I'll admit I haven't done a large amount of research on this study, but I guess my intent is to give my opinion on studies in general, so I'd prefer to not know too many specifics.

Years ago, I was a member of an online forum when a member posted a question for each of us to vote as to whether or not we would ever consume gluten again if we were "cured." I had been diagnosed about a year or two prior, and I was still flying high on how much better I felt. I think I responded that I wouldn't change a thing--the gluten-free diet was a far superior way to live even if I could take a pill to be cured. A few hours later, I second guessed my answer and decided it would be nice to be able to go out to eat without being a pain to the wait staff with all my questions.

Fast forward to present day, and I'm not sure what I would do if I were offered a pharmaceutical cure. I'm not entirely sure how much I would trust that something would work. My biggest fear is relying on a pill that claimed to prevent any damage, but finding out later that it was simply preventing any symptoms of consuming gluten but the damage was still being done. I've already dealt with colon polyps, and I have a huge fear of getting cancer.

I always questioned when a drug would be introduced. Many individuals believe celiac disease hasn't received the necessary attention from medical professionals because the treatment is "natural." There is no profit in diagnosing celiac disease because there is pill to prescribe. There are no pharmaceutical reps sending kickbacks to the doctors, therefore there is no incentive to know anything about it.

So what is the purpose of this study? This is what the website says:
The CeliAction Study is a clinical research study evaluating an investigational medication for celiac disease. The study will explore whether the study medication is able to improve the damage in the lining of the intestine caused by even the smallest traces of gluten.
The study will also evaluate whether the investigational medication improves any symptoms of celiac disease compared to a placebo. While enrolled in the study, you will be asked to maintain the gluten-free diet you are currently on.
In the interest of full disclosure, I question A LOT about this study. These are my own personal thoughts on the matter:

  • It seems to me that this study will require a HUGE time commitment from the participants in order to truly determine if the medication is working. 
  • I question how they will determine if the medication is working if the individuals are supposed to continue on a gluten-free diet. No gluten=no damage=no study. 
  • I question if participants will take unnecessary risks. I saw a claim from someone who was supposedly part of the study stating that she had traveled out of the country and because she was having such good luck with eating out and not getting sick, she decided to try eating an entire croissant.

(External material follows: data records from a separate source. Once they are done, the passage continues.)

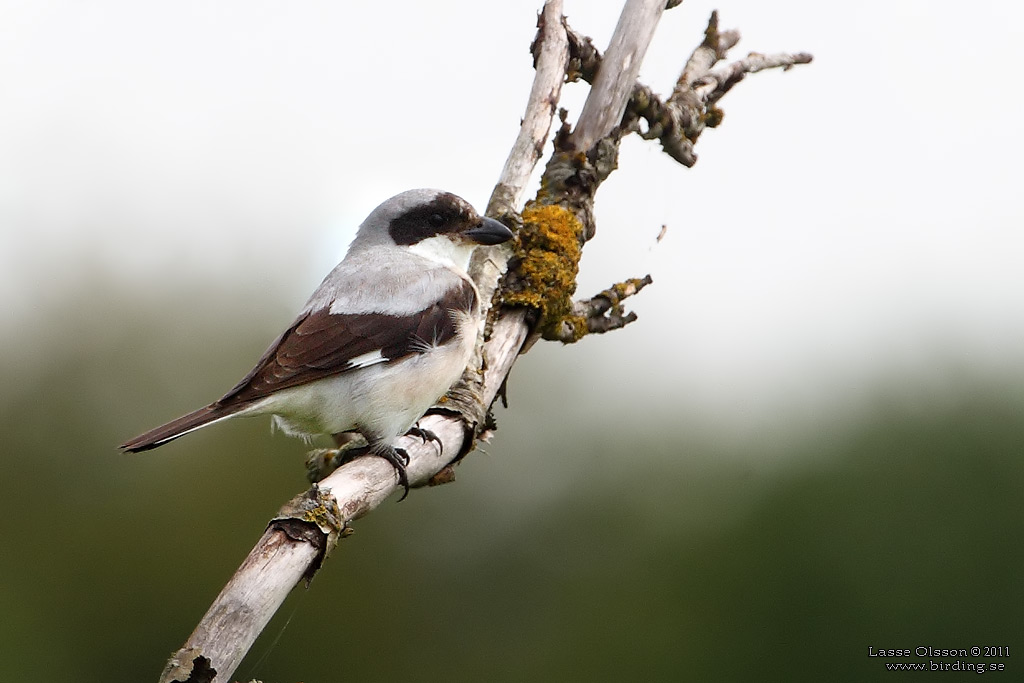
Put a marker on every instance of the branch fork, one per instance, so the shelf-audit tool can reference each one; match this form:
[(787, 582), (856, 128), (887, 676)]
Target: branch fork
[(554, 227)]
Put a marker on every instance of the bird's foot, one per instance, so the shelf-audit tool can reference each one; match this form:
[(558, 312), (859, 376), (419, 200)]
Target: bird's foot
[(322, 462), (398, 459), (426, 435)]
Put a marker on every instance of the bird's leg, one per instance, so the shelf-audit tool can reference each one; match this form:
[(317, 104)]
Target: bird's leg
[(322, 462), (426, 435), (398, 459)]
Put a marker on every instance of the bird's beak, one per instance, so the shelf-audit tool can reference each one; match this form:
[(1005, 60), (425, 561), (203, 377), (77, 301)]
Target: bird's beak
[(489, 231)]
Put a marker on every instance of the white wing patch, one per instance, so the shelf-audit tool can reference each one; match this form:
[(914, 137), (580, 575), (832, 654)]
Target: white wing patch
[(367, 359)]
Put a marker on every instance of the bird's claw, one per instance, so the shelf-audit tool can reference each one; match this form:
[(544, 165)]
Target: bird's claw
[(399, 460), (426, 435)]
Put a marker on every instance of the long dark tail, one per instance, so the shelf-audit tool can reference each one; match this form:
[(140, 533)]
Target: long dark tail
[(179, 427)]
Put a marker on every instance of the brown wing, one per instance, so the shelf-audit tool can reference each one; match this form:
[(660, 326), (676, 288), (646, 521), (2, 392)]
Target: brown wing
[(321, 344)]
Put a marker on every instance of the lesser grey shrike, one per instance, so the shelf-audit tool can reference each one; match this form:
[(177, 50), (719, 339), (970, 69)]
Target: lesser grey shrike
[(384, 336)]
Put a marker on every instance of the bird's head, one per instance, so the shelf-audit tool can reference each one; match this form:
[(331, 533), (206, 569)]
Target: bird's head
[(435, 224)]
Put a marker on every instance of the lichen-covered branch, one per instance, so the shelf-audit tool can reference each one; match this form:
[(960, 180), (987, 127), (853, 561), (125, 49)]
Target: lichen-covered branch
[(602, 312), (534, 297)]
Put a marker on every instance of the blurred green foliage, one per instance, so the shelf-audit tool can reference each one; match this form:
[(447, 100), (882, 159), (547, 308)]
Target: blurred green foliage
[(643, 552)]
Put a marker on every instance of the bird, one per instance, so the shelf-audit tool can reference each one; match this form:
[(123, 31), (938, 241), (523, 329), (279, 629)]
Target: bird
[(386, 334)]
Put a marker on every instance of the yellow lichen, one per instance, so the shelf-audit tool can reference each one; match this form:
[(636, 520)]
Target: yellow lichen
[(546, 267)]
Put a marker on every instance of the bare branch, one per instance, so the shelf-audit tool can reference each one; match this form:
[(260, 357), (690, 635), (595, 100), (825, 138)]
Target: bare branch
[(603, 312), (550, 50), (604, 107), (558, 222)]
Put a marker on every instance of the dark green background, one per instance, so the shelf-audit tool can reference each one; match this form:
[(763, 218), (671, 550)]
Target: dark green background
[(592, 542)]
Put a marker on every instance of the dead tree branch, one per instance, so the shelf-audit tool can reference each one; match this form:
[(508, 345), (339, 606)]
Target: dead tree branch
[(530, 286)]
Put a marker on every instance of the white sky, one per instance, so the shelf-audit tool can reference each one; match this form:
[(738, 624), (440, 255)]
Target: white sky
[(856, 218)]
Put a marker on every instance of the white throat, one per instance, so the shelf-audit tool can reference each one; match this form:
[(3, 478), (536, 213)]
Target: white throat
[(441, 249)]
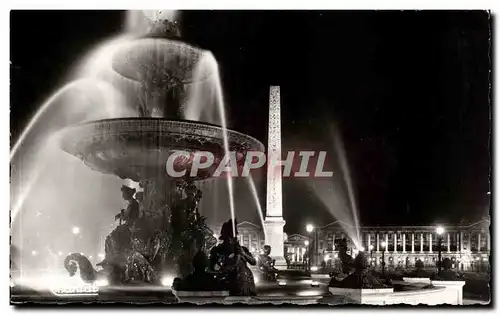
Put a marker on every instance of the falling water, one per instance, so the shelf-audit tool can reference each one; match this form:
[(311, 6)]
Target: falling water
[(255, 195), (220, 106), (339, 149), (36, 137)]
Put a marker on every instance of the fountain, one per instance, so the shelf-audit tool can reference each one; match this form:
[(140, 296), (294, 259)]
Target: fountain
[(170, 231)]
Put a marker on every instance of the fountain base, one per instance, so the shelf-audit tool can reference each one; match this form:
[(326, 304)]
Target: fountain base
[(275, 238)]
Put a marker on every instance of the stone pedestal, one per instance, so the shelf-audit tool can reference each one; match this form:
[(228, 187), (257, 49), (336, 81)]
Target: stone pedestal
[(275, 238)]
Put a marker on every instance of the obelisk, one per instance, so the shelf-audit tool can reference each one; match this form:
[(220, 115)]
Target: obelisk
[(274, 222)]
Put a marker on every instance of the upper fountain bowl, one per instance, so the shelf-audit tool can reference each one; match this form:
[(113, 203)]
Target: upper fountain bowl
[(138, 148), (169, 57)]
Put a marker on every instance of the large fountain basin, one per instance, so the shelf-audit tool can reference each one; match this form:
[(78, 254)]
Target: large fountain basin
[(138, 148)]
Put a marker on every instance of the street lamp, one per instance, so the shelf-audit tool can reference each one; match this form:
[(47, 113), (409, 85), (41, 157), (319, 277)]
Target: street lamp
[(371, 254), (384, 244), (306, 242), (309, 228), (439, 231)]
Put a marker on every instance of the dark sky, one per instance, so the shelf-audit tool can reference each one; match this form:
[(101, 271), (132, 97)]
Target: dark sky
[(409, 92)]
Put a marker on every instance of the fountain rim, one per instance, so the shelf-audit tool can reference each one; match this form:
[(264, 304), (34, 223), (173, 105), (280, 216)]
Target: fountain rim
[(174, 120)]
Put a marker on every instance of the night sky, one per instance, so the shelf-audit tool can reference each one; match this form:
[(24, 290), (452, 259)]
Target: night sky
[(409, 93)]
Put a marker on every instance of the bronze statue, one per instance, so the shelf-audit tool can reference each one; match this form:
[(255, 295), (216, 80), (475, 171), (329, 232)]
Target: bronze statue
[(130, 214)]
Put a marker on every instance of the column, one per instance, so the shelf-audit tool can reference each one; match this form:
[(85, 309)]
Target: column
[(378, 243), (274, 222), (470, 242), (461, 241), (479, 241), (430, 242)]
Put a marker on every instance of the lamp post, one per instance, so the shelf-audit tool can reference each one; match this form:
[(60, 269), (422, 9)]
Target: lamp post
[(384, 244), (309, 229), (371, 254), (308, 254), (439, 231)]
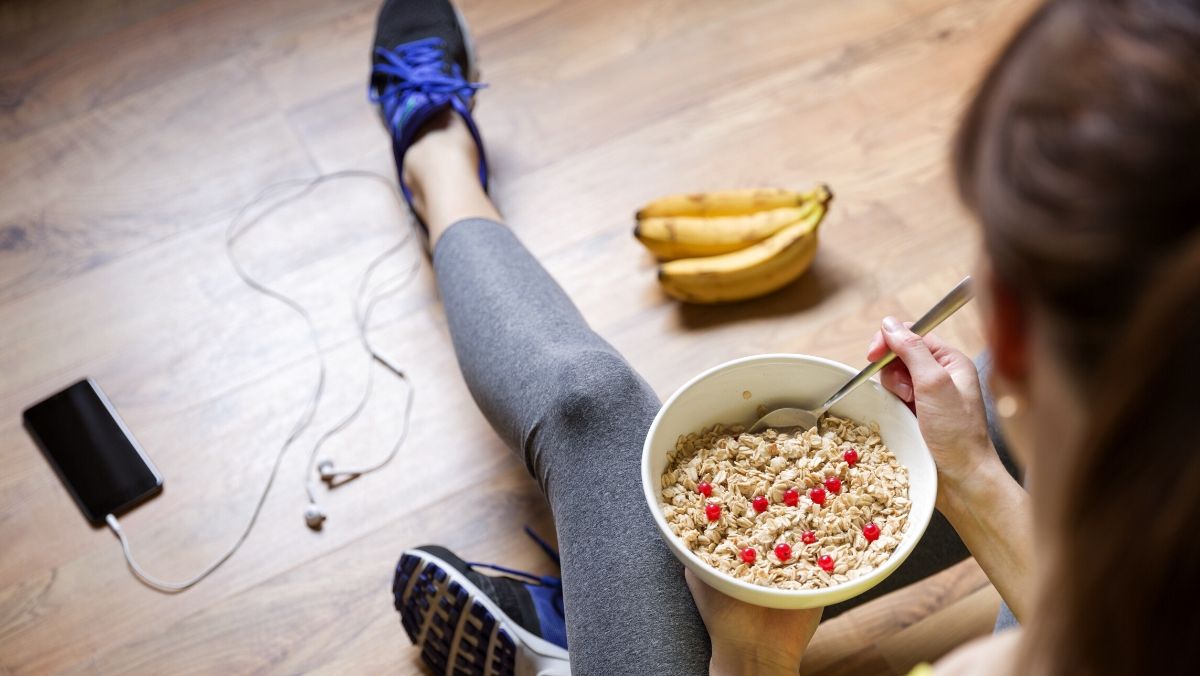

She claims she didn't get sick. The pill isn't meant for the actual consumption of gluten, but how many people will risk it anyway?
How could something like this benefit those with celiac disease? My thought is that by introducing a medication, pharmaceutical companies will give doctors an incentive to diagnose it. At this point, such a small percentage of individuals with celiac disease are diagnosed that it is absolutely ridiculous. The more individuals diagnosed, the more food options there will be (hopefully this would also help to eliminate the "fad" part of the gluten-free diet).

I hear more and more about this study every day. I've even seen a commercial on network television. I'm hoping with all of the exposure, they are able to obtain a large enough group of participants to determine the safety of this pill.

In a perfect world, I believe doctors would be better educated on celiac disease, and they could give better advice to their patients. Most doctors have no idea what to tell their patients who are diagnosed and simply refer them to the internet. Is this pill necessary because people aren't responding to the diet or because they're not following the diet correctly?